NICOLAS LEBOURG Il y a une demande unitaire, qui correspond historiquement à notre culture politique. Insatisfaite, elle construit la demande autoritaire, et pour certains le « nous » se fait sur la haine de l’autre. D’autres font des appels à la République qui se soldent par un conservatisme interclassiste anti-société multiculturelle. Pour la gauche il me semble que son principe premier, c’est l’émancipation, celle des personnes et celle du collectif. Tant qu’elle n’aura pas un contre-projet assurant cette émancipation à double niveau, elle ne pourra que faire le lit de l’extrême droite. En outre, il faudrait sortir de ces débats puérils sur la société multiculturelle : en France il n’y a que des marges à vouloir une société multicommunautaire, ce qui existe, c’est une société multi-ethnique et multicultuelle, et, à moins que l’on ne veuille expulser de force des milliers de Français, ça ne changera pas. La question est derrière nous mais ce n’est pas clairement dit.
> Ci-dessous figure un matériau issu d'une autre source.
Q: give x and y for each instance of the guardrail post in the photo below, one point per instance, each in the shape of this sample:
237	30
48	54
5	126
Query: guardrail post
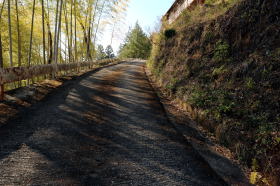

Ce livre tranche avec le travail usuel d’un politologue ou historien de l’extrême droite. Vous dites vouloir « assumer (vos) positions ». De quoi est-ce l’expression ?

NICOLAS LEBOURG Sincèrement ? De la lassitude. Je suis fatigué d’un débat public résumé à des cris de haine arrogante. Dans mes livres, je n’avais jamais donné mon avis sur les extrêmes droites. J’ai voulu discuter courtoisement, en ayant donc l’obligation éthique de dire pourquoi je n’y crois pas. J’ai voulu aussi expliquer comment les autres partis dysfonctionnaient à ce sujet. Je tente ça humblement, et donc j’utilise un procédé narratif très inclusif pour le lecteur. Mais, à côté des travaux académiques classiques, j’ai toujours eu des démarches d’éducation populaire.

Par ailleurs, vous écrivez « du FN on en entend, on en regarde, on en lit à flux constant ». Est-ce un problème de complaisance des médias, de facilité ?

NICOLAS LEBOURG La fausse analyse du vote FN est devenu un genre en soi pour vendre ses idées préétablies : l’islamophobe vous dit que c’est à cause de la société multiculturelle, le gauchiste à cause de la souffrance sociale, etc. Résultat, on ne traite pas les questions structurelles et à la fin, comme France Inter cet été, on invite Philippot pour parler du Front populaire. Quand, comme moi, ça fait vingt ans que vous suivez l’extrême droite, il y a de quoi se lasser, non ?

(1) Lettres aux Français qui croient que cinq ans d’extrême droite remettraient la France debout, de Nicolas Lebourg. éditions Les échappés. 136 pages, 13,90 euros.